Du moment où vous entrez dans l’ascenseur qui transporte les clients jusqu’au sommet de la Grande Dame jusqu’au moment où vous vous asseyez avec une vue incroyable sur toute la ville, l’expérience ne s’arrête pas à la nourriture, car la cuisine d’Anton donne certainement une sérieuse concurrence à ces vues incroyables.

Le Jules Verne - Avenue Gustave Eiffel, 75007 Paris

 

Restaurant Les Confidences, un lieu secret du Grand Palais

Si vous recherchez un endroit intime avec des références secrètes locales, alors c’est ici. Niché dans l’hôtel San Regis, dans une rue surplombant les Champs Elysées, ce petit coin de paradis existe depuis des décennies, mais ce n’est qu’après un relooking complet et l’arrivée du chef Romain Leydier que Les Confidences est devenu un restaurant à part entière.

Désormais, un papier peint gai, orné de fleurs et d’oiseaux, donne un coup de pouce à l’espace feutré, faisant écho à la verdure du patio extérieur en format de poche, visible à travers les vitres qui enveloppent le restaurant.

Dans la cuisine, Romain a su marteler les produits de base français avec une légère touche contemporaine, ce qui signifie que vous ne sortirez pas à la fin du repas en ayant envie de faire une sieste après le déjeuner. Commencez par une douce tranche de saumon cru mariné dans un mélange d’épices et de fleurs d’hibiscus. Ensuite, commandez le rouget noir signé du chef, servi sur un lit de courgettes et de gnocchis cuits avec du sésame noir et des Poivrons del piquillo.

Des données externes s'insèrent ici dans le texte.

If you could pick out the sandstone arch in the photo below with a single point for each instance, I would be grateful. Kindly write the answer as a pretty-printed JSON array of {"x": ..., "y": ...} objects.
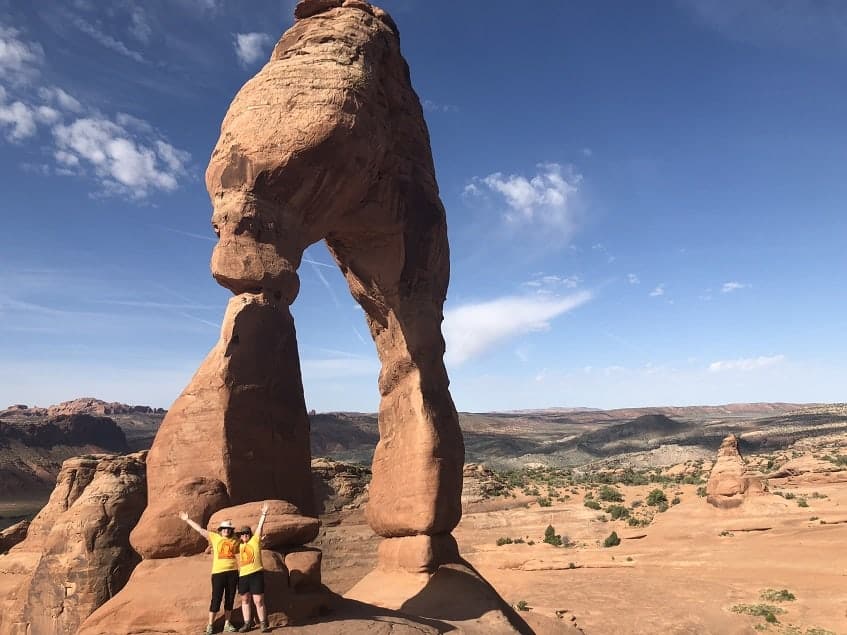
[{"x": 326, "y": 142}]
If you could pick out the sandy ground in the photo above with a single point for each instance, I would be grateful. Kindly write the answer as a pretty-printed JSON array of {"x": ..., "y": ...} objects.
[{"x": 681, "y": 574}]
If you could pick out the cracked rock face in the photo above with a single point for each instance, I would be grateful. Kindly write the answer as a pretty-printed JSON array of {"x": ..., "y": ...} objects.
[
  {"x": 77, "y": 554},
  {"x": 729, "y": 482},
  {"x": 327, "y": 142}
]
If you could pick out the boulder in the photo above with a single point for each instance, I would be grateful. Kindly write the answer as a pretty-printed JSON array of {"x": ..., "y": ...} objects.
[
  {"x": 77, "y": 553},
  {"x": 12, "y": 535}
]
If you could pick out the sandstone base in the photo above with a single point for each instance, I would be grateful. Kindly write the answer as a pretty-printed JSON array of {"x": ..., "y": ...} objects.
[
  {"x": 455, "y": 595},
  {"x": 172, "y": 596}
]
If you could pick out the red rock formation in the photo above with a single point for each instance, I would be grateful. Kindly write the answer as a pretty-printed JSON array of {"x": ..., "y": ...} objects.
[
  {"x": 729, "y": 482},
  {"x": 12, "y": 535},
  {"x": 76, "y": 554}
]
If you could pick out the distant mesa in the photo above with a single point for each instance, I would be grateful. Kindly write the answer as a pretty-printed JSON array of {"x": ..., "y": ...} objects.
[{"x": 82, "y": 405}]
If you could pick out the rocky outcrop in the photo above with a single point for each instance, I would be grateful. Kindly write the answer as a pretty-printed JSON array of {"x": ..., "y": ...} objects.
[
  {"x": 339, "y": 485},
  {"x": 12, "y": 535},
  {"x": 76, "y": 554},
  {"x": 729, "y": 481},
  {"x": 327, "y": 142},
  {"x": 71, "y": 430}
]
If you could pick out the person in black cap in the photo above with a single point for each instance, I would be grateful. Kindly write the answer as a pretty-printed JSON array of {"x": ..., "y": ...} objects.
[
  {"x": 224, "y": 569},
  {"x": 251, "y": 574}
]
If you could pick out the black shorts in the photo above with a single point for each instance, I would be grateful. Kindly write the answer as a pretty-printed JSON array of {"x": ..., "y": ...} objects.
[
  {"x": 253, "y": 583},
  {"x": 224, "y": 582}
]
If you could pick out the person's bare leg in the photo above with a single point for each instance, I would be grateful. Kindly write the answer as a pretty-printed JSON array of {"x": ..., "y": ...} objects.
[
  {"x": 260, "y": 607},
  {"x": 245, "y": 607}
]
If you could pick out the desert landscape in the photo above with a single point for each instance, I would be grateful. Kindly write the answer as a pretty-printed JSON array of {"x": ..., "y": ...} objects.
[
  {"x": 415, "y": 517},
  {"x": 537, "y": 517}
]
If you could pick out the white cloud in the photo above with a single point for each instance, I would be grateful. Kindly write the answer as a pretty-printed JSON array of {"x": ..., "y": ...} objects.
[
  {"x": 106, "y": 40},
  {"x": 749, "y": 363},
  {"x": 123, "y": 164},
  {"x": 472, "y": 329},
  {"x": 729, "y": 287},
  {"x": 19, "y": 60},
  {"x": 251, "y": 47},
  {"x": 19, "y": 121},
  {"x": 547, "y": 199},
  {"x": 432, "y": 106},
  {"x": 550, "y": 284},
  {"x": 139, "y": 27},
  {"x": 60, "y": 98}
]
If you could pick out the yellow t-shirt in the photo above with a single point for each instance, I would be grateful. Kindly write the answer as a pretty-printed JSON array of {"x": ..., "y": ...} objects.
[
  {"x": 250, "y": 556},
  {"x": 223, "y": 553}
]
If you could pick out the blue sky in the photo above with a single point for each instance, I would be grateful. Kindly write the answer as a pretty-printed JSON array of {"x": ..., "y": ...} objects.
[{"x": 646, "y": 202}]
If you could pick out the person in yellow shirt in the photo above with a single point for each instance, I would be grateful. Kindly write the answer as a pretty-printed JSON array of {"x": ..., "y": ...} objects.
[
  {"x": 224, "y": 569},
  {"x": 251, "y": 574}
]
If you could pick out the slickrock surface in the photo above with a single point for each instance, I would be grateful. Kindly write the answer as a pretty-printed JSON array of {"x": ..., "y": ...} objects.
[
  {"x": 12, "y": 535},
  {"x": 76, "y": 554},
  {"x": 729, "y": 481}
]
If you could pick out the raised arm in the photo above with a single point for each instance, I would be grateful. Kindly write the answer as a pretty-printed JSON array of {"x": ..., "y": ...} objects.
[
  {"x": 262, "y": 517},
  {"x": 193, "y": 525}
]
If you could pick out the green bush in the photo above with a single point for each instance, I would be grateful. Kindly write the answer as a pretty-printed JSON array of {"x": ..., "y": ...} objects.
[
  {"x": 610, "y": 494},
  {"x": 656, "y": 497},
  {"x": 612, "y": 540},
  {"x": 781, "y": 595},
  {"x": 617, "y": 511},
  {"x": 551, "y": 537}
]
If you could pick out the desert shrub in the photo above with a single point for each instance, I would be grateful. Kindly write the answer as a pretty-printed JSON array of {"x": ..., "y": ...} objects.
[
  {"x": 551, "y": 537},
  {"x": 774, "y": 595},
  {"x": 617, "y": 511},
  {"x": 767, "y": 611},
  {"x": 612, "y": 540},
  {"x": 610, "y": 495},
  {"x": 656, "y": 497}
]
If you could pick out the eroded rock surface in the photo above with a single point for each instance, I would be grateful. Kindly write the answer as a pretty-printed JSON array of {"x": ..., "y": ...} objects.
[
  {"x": 77, "y": 553},
  {"x": 729, "y": 481}
]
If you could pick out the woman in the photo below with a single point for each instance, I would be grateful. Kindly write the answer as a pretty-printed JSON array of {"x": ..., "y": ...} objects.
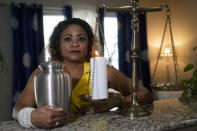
[{"x": 72, "y": 44}]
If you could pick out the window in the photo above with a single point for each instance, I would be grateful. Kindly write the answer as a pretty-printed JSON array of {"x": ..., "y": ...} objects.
[
  {"x": 50, "y": 19},
  {"x": 111, "y": 38}
]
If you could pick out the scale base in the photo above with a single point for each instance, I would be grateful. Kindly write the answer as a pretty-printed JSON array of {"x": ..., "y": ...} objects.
[{"x": 136, "y": 111}]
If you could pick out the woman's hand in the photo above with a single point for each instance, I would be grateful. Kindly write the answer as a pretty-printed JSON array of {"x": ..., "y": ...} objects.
[{"x": 49, "y": 117}]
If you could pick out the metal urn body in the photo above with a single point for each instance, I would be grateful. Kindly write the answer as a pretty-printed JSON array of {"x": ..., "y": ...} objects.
[{"x": 52, "y": 86}]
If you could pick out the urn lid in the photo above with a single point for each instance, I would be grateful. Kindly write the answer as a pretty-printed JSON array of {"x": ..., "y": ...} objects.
[{"x": 51, "y": 65}]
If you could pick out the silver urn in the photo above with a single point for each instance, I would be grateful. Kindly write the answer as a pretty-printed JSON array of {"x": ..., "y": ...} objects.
[{"x": 52, "y": 86}]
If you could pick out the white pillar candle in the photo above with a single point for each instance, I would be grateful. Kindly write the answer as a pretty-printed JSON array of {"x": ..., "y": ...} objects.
[{"x": 98, "y": 67}]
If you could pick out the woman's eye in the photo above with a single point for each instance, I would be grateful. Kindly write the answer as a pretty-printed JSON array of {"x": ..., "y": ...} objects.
[
  {"x": 81, "y": 38},
  {"x": 67, "y": 39}
]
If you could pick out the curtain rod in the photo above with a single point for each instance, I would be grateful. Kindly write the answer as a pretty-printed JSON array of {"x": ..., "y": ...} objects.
[
  {"x": 45, "y": 7},
  {"x": 53, "y": 8}
]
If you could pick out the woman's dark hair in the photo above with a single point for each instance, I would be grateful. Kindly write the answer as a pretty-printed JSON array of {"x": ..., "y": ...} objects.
[{"x": 54, "y": 40}]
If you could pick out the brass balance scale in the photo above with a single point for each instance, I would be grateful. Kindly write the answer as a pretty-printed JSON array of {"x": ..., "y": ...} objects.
[{"x": 136, "y": 110}]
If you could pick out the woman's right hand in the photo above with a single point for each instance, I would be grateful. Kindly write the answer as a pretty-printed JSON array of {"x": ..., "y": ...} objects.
[{"x": 49, "y": 117}]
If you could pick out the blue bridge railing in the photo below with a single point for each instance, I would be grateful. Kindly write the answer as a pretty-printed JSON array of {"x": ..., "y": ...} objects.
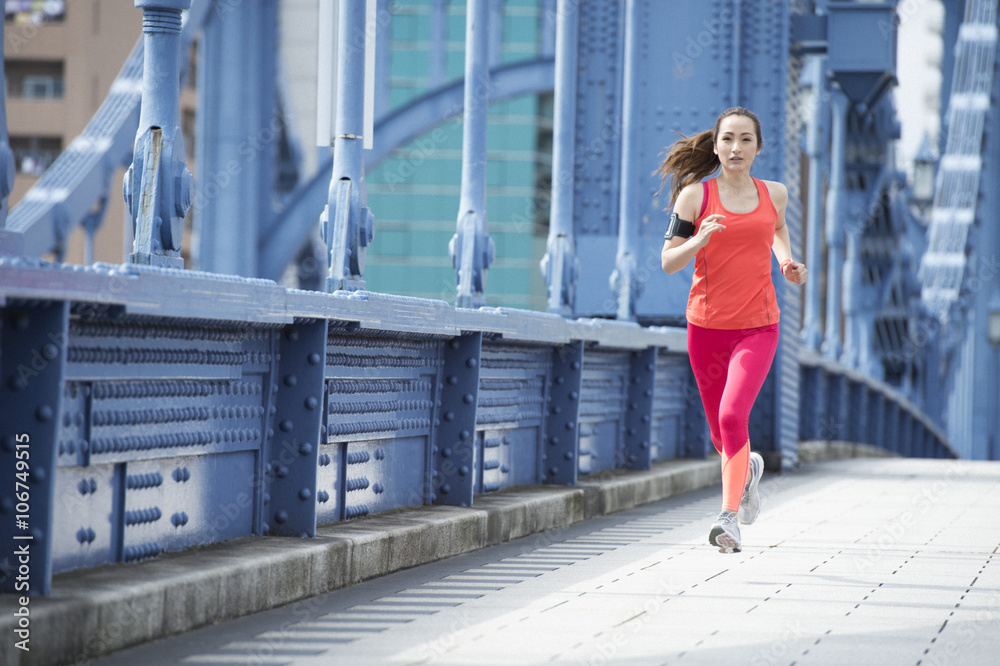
[{"x": 158, "y": 418}]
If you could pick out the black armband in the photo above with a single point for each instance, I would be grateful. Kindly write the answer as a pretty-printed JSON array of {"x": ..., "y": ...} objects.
[{"x": 678, "y": 227}]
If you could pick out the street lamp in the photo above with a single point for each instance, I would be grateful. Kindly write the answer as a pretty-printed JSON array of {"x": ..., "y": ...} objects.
[
  {"x": 993, "y": 325},
  {"x": 924, "y": 167}
]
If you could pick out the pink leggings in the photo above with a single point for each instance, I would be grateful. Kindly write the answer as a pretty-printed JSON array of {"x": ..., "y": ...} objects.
[{"x": 730, "y": 367}]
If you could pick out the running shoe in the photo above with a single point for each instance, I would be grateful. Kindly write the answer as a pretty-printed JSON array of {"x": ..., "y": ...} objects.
[
  {"x": 750, "y": 504},
  {"x": 725, "y": 533}
]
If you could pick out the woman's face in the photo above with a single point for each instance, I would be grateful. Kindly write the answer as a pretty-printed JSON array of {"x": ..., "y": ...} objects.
[{"x": 736, "y": 144}]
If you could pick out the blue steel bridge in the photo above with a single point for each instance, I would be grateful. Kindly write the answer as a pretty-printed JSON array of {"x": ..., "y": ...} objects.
[{"x": 149, "y": 395}]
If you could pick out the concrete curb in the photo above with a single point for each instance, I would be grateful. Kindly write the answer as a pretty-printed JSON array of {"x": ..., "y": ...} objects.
[
  {"x": 94, "y": 612},
  {"x": 813, "y": 451}
]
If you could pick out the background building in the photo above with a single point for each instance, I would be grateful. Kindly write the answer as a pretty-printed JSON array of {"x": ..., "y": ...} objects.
[{"x": 61, "y": 59}]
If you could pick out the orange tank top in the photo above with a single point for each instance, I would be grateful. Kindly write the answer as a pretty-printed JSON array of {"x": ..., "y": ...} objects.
[{"x": 732, "y": 287}]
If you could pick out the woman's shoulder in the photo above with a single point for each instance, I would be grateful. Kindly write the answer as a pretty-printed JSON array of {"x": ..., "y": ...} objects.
[
  {"x": 690, "y": 200},
  {"x": 777, "y": 191}
]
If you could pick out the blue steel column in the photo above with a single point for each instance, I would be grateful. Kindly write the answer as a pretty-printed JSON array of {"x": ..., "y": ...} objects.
[
  {"x": 32, "y": 362},
  {"x": 471, "y": 248},
  {"x": 157, "y": 185},
  {"x": 560, "y": 267},
  {"x": 560, "y": 455},
  {"x": 7, "y": 167},
  {"x": 812, "y": 336},
  {"x": 836, "y": 200},
  {"x": 623, "y": 282},
  {"x": 292, "y": 450},
  {"x": 453, "y": 451},
  {"x": 639, "y": 409},
  {"x": 348, "y": 223},
  {"x": 237, "y": 136}
]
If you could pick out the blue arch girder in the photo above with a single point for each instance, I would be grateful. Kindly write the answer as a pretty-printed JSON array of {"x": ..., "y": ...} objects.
[{"x": 281, "y": 242}]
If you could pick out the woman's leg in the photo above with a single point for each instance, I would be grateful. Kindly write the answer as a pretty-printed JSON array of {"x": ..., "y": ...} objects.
[
  {"x": 709, "y": 351},
  {"x": 749, "y": 363}
]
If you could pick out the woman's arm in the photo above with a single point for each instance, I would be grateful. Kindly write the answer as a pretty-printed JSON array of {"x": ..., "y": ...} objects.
[
  {"x": 677, "y": 252},
  {"x": 782, "y": 245}
]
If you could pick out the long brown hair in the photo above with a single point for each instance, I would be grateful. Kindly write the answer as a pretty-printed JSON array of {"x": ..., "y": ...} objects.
[{"x": 692, "y": 158}]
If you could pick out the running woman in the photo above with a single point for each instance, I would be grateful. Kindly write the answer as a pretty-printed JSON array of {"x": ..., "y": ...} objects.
[{"x": 732, "y": 310}]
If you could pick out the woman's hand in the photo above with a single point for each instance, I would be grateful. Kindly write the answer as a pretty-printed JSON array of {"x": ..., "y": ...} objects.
[
  {"x": 795, "y": 272},
  {"x": 709, "y": 226}
]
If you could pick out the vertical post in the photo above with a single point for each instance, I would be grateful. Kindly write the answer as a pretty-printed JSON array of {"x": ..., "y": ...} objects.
[
  {"x": 292, "y": 452},
  {"x": 32, "y": 362},
  {"x": 812, "y": 336},
  {"x": 836, "y": 201},
  {"x": 158, "y": 184},
  {"x": 439, "y": 44},
  {"x": 7, "y": 167},
  {"x": 560, "y": 266},
  {"x": 348, "y": 223},
  {"x": 549, "y": 28},
  {"x": 453, "y": 452},
  {"x": 623, "y": 278},
  {"x": 471, "y": 248},
  {"x": 237, "y": 136},
  {"x": 559, "y": 458}
]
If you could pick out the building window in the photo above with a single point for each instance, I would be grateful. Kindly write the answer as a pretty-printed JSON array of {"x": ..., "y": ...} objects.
[
  {"x": 34, "y": 79},
  {"x": 34, "y": 11},
  {"x": 34, "y": 154}
]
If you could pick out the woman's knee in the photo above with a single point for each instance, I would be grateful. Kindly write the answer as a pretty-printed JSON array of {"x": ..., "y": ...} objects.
[{"x": 733, "y": 424}]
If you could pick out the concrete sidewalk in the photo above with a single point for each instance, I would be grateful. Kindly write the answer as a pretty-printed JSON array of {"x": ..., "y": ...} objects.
[
  {"x": 98, "y": 611},
  {"x": 891, "y": 561}
]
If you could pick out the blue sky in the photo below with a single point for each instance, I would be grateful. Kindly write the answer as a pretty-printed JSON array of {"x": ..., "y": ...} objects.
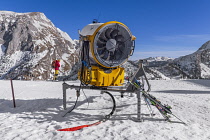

Assurez-vous de laisser de la place pour le dessert du chef, une croûte pralinée réconfortante de patates douces et de noix de cajou, servie avec une boule de glace à la vanille de Madagascar.

Les Confidences est l’un de ces endroits où vous pourrez vous retrouvez pour un déjeuner ou un dîner d’affaires après une journée de visites ou de shopping dans les environs qui vous semble exclusif et vraiment local que vous aimerez retrouver encore et encore.

Les Confidences - 12 Rue Jean Goujon, 75008 Paris

 

Restaurant COYA Paris Beaupassage, remettre le plaisir sur la rive gauche

Lorsque la filiale parisienne du vaisseau-mère Mayfair a ouvert ses portes sur la rive gauche de la ville, après des ouvertures à travers le monde, de Dubaï à Monte Carlo, Coya a fait réagir la presse gastronomique locale.

Symbole du raffinement français, le Coya ne l’est pas. Et il ne se pose pas non plus comme tel. Ce nouveau lieu est bruyant, il est voyant, il est audacieux et surtout, il est sans aucun complexe. Oubliez les conversations feutrées et l’étiquette sociale, c’est l’endroit où les habitants viennent pour démarrer le week-end.

Niché au cœur du 7ème arrondissement ce restaurant dispose d’un décor de luminaires à ampoules et de fausses moulures aux influences péruviennes.

À votre arrivée, laissez-vous tenter par un cocktail pour commencer et, selon les conseils du chef exécutif de Coya, Sanjay Dwivedi, faites suivre d’un assortiment de ceviches – le joyau de la couronne de Coya sont les saveurs piquantes de chaque bol de poisson cru soigneusement préparé. Par exemple, le ceviche est servi dans des bols ciselés disposés autour d’un bloc de glace spectaculaire, tandis que le plat suivant de poulet grillé et de brochettes de champignons est servi sur son propre mini-barbecue au charbon de bois.

Notre plat recommandé : Le bœuf Wagyu qui fond dans la bouche.